Suppose I have a function $f(x)$ defined over $[0,\infty]$ and some condition like the following holds: $$f(y)+f(y+10)=2\cdot f(y+3) \text { for any } y\ge0$$ My intuition is that this implies that the function must take the following exponential form: $$f(x)=\alpha-\beta\cdot e^{-\gamma\cdot x}$$ However, I am not sure exactly how to prove this. Any help would be appreciated. Happy to hear intuitions, references, or a proof sketch if the answer is complicated.
Note: $\alpha$ and $\beta$ are a nuisance. To make things a little simpler, assume that $f(0)=-1$ and $f(x)\to0$ as $x\to\infty$. I think these additional conditions imply a form of: $f(x)=-e^{-\gamma\cdot x}$ (with, for the exact numbers above: $\gamma\approx0.1801$).
P.S. One thing that might help - I am fairly sure the first condition implies (additionally assuming the function is continuous and infinitely differentiable, which is fine): $$f'(y)+f'(y+10)=2\cdot f'(y+3) \text { for any } y\ge0$$ $$f''(y)+f''(y+10)=2\cdot f''(y+3) \text { for any } y\ge0$$ and so on for higher derivatives. So, if you can prove it with that information, I can do the rest...
Your intuition is correct in the sense that a solution of the type you propose exists. It is however not the only solution.
Even the added constraints of $f(0)=-1$ and $f(x) \rightarrow 0$ for $x \rightarrow \infty$ are not sufficient to uniquely specify the solution. The problem lies in the non-local relation that is imposed.
If we would ignore those constraints for the moment, we could use any function $f(x)$ on the interval $x \in [0,10)$, because the relation $$f(x+10) = 2 f(x+3) - f(x)$$ will determine the rest uniquely on the interval $[10,\infty)$. By limiting the choice we can also make it continuous, differentiable, etc.
The addition of the limit $f(x) \rightarrow 0$ for $x \rightarrow \infty$ makes it only slightly more complicated, because we could take the following function $$ f(x)=g(x) e^{-\gamma x} + c $$ for any function $g(x)$ that has period 1, i.e., $g(x+1)=g(x)$ and any constant $c$. Inserting this into the required functional relation gives $$ \left(g(x) e^{-\gamma x} + c \right) + \left(g(x+3) e^{-\gamma (x+3)} + c \right) = 2 \left(g(x+10) e^{-\gamma (x+10)} + c \right) $$ which can be rearranged to yield: $$ g(x) e^{-\gamma x} \left(1 + e^{-3\gamma} - 2 e^{-10\gamma} \right)=0 $$ From this it follows that if we take $\gamma\approx 0.180107$ so that the last factor is zero, we always have a correct function that decays to 0 in the limit $x \rightarrow \infty$. The constant $c$ and periodic function $g(x)$ can be chosen such as to fulfill various other constraints such as $f(0)=-1$.

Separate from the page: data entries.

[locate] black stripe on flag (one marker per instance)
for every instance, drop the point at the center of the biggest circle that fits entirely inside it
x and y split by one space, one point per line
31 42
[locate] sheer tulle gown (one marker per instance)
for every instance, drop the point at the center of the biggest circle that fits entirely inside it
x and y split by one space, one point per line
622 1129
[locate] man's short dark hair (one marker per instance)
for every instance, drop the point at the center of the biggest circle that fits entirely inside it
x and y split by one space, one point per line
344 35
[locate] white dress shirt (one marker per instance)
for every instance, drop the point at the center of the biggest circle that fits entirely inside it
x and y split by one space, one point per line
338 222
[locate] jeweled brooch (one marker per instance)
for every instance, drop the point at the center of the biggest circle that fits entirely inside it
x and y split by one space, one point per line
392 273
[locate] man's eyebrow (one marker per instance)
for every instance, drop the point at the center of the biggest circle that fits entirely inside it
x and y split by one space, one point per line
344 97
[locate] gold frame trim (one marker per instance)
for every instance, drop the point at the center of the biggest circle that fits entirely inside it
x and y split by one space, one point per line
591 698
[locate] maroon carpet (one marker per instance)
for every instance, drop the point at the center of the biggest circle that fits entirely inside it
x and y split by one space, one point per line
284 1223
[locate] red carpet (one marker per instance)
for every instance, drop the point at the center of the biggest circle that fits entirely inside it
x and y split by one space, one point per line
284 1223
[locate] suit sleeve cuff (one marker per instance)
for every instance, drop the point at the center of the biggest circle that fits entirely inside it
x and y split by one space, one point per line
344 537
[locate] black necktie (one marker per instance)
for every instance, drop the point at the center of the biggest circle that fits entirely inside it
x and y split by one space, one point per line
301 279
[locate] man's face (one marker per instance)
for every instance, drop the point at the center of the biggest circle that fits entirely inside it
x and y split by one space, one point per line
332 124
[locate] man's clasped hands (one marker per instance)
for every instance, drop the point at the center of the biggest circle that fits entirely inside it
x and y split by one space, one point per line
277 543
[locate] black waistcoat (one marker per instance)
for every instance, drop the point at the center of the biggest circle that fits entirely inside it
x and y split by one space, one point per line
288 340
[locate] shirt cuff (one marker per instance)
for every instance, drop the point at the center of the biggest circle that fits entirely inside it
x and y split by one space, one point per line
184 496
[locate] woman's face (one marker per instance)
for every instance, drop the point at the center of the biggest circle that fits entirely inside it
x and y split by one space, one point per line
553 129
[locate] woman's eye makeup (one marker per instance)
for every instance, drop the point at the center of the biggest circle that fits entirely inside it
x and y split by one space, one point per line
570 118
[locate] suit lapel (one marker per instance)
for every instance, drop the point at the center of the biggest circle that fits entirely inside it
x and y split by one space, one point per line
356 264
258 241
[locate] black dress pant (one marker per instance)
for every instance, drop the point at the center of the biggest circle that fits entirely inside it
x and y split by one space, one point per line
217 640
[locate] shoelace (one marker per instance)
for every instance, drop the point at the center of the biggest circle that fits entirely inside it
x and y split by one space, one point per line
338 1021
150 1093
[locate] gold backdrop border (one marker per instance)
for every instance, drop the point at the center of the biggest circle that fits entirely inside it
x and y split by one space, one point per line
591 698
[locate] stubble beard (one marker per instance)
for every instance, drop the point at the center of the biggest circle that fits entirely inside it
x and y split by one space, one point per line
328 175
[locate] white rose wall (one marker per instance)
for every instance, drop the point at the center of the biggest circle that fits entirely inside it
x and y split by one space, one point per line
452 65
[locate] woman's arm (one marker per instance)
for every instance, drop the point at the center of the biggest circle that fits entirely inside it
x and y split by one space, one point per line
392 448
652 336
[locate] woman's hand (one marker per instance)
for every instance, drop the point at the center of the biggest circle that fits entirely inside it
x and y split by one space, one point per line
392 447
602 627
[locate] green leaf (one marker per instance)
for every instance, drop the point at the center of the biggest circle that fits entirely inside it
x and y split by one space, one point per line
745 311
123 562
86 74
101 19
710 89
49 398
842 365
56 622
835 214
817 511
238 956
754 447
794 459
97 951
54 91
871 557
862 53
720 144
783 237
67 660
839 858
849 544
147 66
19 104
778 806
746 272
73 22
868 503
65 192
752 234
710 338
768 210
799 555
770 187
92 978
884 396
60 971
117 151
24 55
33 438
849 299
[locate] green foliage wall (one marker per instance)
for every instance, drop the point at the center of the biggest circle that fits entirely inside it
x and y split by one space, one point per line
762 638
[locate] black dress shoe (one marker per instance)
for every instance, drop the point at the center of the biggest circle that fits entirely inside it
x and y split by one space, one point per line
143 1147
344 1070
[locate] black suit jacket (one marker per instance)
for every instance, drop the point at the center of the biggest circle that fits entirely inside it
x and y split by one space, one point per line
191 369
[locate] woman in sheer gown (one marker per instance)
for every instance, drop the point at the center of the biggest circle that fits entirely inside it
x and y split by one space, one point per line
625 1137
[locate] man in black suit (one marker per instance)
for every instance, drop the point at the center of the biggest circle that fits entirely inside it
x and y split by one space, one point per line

A particular and simple family of examples would be $f(x) = -\cos(2 k \pi x) e^{-\gamma x}$ for any integer $k$. This family of functions is also continuous, differentiable, etc. and satisfies all the constraints.
In fact "all" solutions can be found by realising that the functional equation is actually a recurrence relations of 10th order and that we only need to find all the roots of the characteristic equation is given by $$ x^{10} - 2 x^3 + 1 = 0 $$ which has two real roots, $x=1$ and $x=e^{-\gamma}\approx 0.835181$, and 4 pairs of complex conjugated roots. This means that solutions need not even be continuous at any point, and can be both converging, diverging and combinations thereof.
Each pair of roots gives rise to solutions of the form $$ \cos(\alpha x + \delta) e^{-\beta x} $$ where $\delta$ is an arbitrary shift and $\alpha,\beta$ are fixed by the real and imaginary parts of the complex roots. One of the 4 sets results in $\alpha \approx 2.11591$ and $\beta \approx 0.249421$. This means that it decays faster than the real root of the characteristic equations for which we had found $\gamma \approx 0.180107$. As a results we can construct solutions $$ f(x) = \left[-1 - \epsilon \cos(\delta)\right] e^{-\gamma x} + \epsilon \cos(\alpha x + \delta) e^{-\beta x} $$ which for sufficiently small values of $\epsilon$ will form a whole family of continuous, strictly monotonic increasing functions that satisfy all the constraints.